Back in early 2006 during my analysis, it was clear that foot falls were the measure more so than for example adjacency of complimentary sale opportunity, ex: outside a niche, high-end watch shop a cheap children's toy cart was parked. It had not improved tremendously till this past summer when I was there. Many other retail space use and growth principles were missing. Another reason I discovered was the space's owner has to contend with a globally diverse population.
Dubai to me is an ideal place for using immersive and experiential environments to understand the consumer and uniquely deliver to them what they desire. For now, it is big, bigger to huge! In a little rewording per Mr. Abed Bibi a marketing executive and friend of mine - "Please come and Do-Buy".
Monday, November 3, 2008
"Silicon’s other role, when it is pure, is as a dielectric—a material that can be penetrated by an electric field, but not an electric current. It is silicon’s role as a dielectric that Dr Fortunato and Dr Martins propose to replace."
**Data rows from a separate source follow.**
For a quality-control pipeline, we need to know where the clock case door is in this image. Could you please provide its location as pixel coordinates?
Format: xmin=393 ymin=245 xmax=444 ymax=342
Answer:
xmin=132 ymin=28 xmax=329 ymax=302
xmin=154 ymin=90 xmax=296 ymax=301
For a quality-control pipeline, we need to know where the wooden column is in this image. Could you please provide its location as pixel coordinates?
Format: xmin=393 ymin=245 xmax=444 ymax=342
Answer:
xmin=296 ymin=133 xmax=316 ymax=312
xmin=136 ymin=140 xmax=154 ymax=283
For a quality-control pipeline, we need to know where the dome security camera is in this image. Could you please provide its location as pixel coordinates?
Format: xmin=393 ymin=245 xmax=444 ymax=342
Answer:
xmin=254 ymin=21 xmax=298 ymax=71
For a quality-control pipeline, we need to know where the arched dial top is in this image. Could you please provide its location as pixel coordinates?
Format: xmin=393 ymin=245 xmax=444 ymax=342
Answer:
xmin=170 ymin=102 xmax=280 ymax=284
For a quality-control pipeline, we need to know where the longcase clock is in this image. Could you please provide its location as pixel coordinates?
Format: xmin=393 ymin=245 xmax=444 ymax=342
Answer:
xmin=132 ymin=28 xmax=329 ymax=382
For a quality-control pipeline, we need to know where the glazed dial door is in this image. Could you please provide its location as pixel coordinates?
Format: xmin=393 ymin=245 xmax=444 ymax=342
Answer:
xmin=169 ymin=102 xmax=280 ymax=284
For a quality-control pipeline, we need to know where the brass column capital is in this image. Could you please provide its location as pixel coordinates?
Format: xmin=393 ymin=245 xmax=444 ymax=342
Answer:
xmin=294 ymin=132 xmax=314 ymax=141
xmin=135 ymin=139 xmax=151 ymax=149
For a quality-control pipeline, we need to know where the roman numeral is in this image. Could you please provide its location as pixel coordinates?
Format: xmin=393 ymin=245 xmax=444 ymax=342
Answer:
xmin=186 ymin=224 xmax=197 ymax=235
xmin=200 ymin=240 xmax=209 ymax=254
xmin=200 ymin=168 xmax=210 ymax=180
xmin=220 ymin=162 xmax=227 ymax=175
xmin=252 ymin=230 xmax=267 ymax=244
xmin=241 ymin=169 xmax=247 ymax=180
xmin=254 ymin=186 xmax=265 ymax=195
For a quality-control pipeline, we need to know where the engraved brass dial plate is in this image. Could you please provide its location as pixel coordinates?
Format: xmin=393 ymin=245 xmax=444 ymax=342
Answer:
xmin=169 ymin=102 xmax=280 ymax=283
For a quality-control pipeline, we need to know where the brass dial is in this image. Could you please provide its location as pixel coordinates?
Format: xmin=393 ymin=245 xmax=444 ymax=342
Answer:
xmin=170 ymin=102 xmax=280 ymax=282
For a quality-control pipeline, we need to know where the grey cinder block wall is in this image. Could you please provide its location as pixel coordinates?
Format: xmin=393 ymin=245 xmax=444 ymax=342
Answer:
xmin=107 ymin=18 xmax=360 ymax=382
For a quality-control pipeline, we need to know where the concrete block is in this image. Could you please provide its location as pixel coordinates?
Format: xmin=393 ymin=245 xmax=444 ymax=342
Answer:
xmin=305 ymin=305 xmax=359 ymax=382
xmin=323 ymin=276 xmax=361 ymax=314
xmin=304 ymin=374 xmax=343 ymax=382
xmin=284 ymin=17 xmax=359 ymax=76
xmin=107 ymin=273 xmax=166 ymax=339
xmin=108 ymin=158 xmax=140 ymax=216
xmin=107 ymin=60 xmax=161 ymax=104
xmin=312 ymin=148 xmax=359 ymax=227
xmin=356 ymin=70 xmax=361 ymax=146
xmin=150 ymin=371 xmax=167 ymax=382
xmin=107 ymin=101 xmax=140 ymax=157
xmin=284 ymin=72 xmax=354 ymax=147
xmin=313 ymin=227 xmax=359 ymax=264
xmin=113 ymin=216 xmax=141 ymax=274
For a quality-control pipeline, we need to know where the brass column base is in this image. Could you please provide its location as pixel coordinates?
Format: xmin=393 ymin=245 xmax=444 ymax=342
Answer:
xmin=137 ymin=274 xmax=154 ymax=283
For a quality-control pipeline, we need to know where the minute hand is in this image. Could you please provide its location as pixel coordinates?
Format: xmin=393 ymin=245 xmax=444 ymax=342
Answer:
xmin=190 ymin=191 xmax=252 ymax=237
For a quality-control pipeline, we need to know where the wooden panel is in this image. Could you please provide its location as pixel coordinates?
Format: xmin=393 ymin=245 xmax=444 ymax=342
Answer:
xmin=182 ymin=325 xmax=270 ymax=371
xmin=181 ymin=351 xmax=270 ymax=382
Recent breakthrough in utilizing paper (cellulose) to replace silicon: see the Economist's article "Looks Good on Paper" here. Now, this could see RFID become pervasive... I predict that the RFIDs will make entry through consumer product goods and use by consumers for their daily use. Hand in hand will be the privacy concerns. How have such concerns been resolved in history? Well, we know the answer!
See Franz Dill's compendium of blogs on RFID here.
"Thinking about launching your own blog? Here's some friendly advice: Don't. And if you've already got one, pull the plug."
A statement from the Wired article "Twitter, Flickr, Facebook Make Blogs Look So 2004" here.
1988... A computer lab at Georgia Institute of Technology... I had just finished typing up a Usenet article on a recent trip (on a Sun station) while a small window scrolled on the side showing what people were doing... what class rocked, what professor was pure pain, where was the Thursday night party going to start, insight on the mid-term coming up and so on... and at the same time I had couple of private chat windows going on.
Fast forward to just about 2008... has anything changed, not really. The only thing that has changed is "hype-cycling"!!! I like Wired, it provides, insight and foresight simultaneously while at times stating the obvious...!
Blogs have a place, like Twitter, Facebook, etc. I believe knowledge rinsed through experience consolidated into blogs will remain the main stay for finding vetted results to one's search for information. Blogs are what Wikipedia can never be... experience added to the product, i.e. Wikipedia is the product for gathering knowledge, everyone loves it and uses it... yet to engage in experiences associated with the "use" of the product, we will go to blogs that challenge, enhance, counter, evaluate, etc. the common wisdom within the product (Wikipedia) through the experiential results of humans.